Q. Okay. So these are just copies of records; is that correct?
A. Yes, that's correct.

Q. If I offer these into evidence, you can reconstruct these --
A. Oh, yes.

Q. -- is that correct?
A. Yes.

Q. So if I have this DX-3, consisting of, 2, 3, 4 pages, these are records that were generated in your capacity as technical supervisor; is that correct?
A. I may not have specifically generated those records, but one of my co-workers did.

MR. BOYD: Okay. I'll go ahead and offer DX-3, consisting of four pages.
MR. OGLESBY: No objection.
THE COURT: DX-3 is admitted.

Q. (By Mr. Boyd) Now, the intoxilyzer instrument that was used to test Mr. Doe, that is not an EN, is it?
A. I don't have that in front of me. Read me the serial number.

Q. 2227?
A. No, that is not an EN.

Q. That's an older instrument; is that correct?
A. Yes, that's correct.

Q. Now, I think you said in your technical supervisor affidavit, form DIC-56, that the times that this instrument was checked before and after, I believe, were 10-26-04, and then 11-15-04. Okay. Is that because this instrument would have been taken out of service on 11-15, do you think?
A. That was not indicated on the records that I brought with me, so, no.

Q. So it says the dates, one after 10-27-04 --
A. Yes.

Q. -- the instrument was checked, 10-26-04?
A. Yes.

Q. And 11-15-04?
A. Yes.

Q. So that wasn't the 30 days following 10-27. Why was it only checked for a period of a couple of weeks after this test?
A. Um, I don't really have the exact answer for that. One -- what I can say is we're required to check them once every calendar month and we kind of squeeze it in when we can do them during the calendar months. So I would say whoever checked it afterwards possibly could only get out there a few weeks after it had initially been checked.

Q. Can you describe what it was about the change to the DPS protocol that doesn't allow you to get maintenance records for these machines now?
A. You are asking me about programing of software that I have no idea about. All I can -- all I can really say is we are the larger area. We generate the most data for the state. They don't want to keep the vast amounts of data that we keep; therefore, they would not allow those fields to be kept and these queries to be generated in the new software, because DPS doesn't want to keep them.
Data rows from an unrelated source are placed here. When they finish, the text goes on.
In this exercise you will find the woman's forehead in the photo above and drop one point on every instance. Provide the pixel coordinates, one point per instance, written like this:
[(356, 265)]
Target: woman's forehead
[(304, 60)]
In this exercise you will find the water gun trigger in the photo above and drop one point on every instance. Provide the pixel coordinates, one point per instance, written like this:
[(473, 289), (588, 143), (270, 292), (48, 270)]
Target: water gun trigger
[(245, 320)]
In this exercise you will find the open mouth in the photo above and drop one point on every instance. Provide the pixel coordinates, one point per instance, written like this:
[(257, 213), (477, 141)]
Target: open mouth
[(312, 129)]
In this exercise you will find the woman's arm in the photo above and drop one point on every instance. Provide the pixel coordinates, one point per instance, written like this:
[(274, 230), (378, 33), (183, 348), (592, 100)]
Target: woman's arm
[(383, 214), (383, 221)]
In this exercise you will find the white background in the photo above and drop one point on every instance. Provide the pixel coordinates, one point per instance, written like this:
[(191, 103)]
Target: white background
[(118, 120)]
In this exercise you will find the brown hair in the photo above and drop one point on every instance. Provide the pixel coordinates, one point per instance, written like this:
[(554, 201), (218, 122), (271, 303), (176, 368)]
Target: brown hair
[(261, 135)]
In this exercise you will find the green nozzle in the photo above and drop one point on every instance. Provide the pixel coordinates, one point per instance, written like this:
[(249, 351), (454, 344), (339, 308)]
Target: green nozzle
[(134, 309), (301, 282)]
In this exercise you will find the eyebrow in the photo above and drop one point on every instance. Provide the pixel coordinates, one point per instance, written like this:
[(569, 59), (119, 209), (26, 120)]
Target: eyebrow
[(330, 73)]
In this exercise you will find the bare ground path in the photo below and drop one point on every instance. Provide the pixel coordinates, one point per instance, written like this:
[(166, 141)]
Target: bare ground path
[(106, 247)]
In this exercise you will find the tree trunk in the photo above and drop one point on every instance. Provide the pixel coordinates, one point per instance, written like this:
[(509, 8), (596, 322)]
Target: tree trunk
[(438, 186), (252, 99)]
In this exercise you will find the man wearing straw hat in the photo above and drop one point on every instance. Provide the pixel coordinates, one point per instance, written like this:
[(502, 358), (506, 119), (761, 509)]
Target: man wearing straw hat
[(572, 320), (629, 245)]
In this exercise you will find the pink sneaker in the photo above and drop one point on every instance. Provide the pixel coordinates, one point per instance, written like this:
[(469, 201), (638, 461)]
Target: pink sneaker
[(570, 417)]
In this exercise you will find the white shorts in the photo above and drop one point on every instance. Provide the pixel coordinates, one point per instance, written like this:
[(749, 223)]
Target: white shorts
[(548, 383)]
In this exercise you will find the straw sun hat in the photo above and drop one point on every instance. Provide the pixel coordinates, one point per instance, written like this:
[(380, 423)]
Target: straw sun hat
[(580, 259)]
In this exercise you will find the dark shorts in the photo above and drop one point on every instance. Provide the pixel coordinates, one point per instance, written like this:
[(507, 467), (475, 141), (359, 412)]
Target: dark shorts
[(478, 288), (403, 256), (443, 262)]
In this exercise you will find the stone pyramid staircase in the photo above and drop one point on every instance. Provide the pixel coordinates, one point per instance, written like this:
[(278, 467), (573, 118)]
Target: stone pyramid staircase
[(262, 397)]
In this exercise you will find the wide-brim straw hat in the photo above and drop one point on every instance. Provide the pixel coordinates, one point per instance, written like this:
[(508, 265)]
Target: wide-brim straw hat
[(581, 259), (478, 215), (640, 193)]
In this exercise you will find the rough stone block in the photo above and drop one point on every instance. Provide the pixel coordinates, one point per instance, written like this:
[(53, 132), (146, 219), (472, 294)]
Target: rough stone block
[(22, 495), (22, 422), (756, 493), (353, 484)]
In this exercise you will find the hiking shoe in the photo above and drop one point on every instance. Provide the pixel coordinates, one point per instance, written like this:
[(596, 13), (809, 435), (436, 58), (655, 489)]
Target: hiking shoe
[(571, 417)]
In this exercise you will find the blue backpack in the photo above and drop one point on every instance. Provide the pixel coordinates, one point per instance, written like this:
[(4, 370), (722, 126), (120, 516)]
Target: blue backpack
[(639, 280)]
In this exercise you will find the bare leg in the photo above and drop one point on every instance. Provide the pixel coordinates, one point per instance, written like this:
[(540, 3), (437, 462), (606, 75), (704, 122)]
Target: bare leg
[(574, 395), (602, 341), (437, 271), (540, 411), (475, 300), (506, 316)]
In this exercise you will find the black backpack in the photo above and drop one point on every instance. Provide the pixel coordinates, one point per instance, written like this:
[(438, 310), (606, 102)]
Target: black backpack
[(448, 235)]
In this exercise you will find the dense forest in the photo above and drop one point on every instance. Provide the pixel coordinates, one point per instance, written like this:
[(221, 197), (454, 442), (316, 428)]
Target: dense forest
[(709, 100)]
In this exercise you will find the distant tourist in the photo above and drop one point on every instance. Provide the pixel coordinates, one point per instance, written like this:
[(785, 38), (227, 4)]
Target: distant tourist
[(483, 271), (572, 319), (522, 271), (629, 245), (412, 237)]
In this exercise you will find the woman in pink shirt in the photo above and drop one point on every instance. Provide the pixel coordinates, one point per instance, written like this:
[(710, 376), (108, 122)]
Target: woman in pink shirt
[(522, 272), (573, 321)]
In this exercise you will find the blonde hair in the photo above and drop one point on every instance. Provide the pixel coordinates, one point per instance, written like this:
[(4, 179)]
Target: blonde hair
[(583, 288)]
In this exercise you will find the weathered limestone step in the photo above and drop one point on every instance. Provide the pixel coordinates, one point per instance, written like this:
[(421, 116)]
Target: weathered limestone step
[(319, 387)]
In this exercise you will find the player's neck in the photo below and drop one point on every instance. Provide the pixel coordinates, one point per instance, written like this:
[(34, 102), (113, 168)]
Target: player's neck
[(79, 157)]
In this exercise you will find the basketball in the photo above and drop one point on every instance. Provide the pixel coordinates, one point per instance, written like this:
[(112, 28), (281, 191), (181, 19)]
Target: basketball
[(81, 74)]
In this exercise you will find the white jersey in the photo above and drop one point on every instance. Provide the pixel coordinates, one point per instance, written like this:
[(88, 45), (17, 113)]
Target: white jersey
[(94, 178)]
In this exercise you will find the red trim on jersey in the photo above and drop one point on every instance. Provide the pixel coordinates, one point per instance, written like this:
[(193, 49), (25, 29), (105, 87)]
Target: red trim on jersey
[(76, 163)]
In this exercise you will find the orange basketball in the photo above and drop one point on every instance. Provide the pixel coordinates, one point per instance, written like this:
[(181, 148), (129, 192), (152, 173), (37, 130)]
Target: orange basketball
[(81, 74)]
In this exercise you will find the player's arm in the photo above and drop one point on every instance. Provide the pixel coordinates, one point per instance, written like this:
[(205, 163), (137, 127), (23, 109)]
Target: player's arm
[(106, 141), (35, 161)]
Q. So how long do they allow you to keep them?
A. Well, now we're into a situation where we are having to figure out other ways to provide this information by hand. That's why I brought the actual test records from the time. I just can't print out that nice pretty report I used to bring before. That feature is not available at this time on the software.

Q. Was the machine that produced the spurious results, was that an EN?
A. Yes, it was.

Q. Okay. And you don't have any idea how the software calculates the number that comes out that says .108 or .10 or, you know, .4, or whatever it is, do you?
A. I can tell you the theory behind it. I cannot tell you its mathematical calculations it goes through.

Q. That's, what, a trade secret by CMI?
A. That's correct.

Q. And they don't allow you or the Scientific Director or anybody to know that, do they?
A. That's correct.

Q. Okay. And in this case, is it possible, given the data that you have, the time of the stop, and the breath test result, that Mr. Doe could have been under .08 at the time of the stop?
A. Not based upon that information. I will require more information.

Q. Okay.
MR. BOYD: I'll pass the witness.

[End of Testimony]

I, NANCY BREWER, Certified Court Reporter, do hereby certify that the foregoing pages constitute a full, true, and accurate transcript of the proceedings held, as they were transcribed from audio tapes, to the best of my ability.
SUBSCRIBED to by me on this the 2nd day of May, 2005.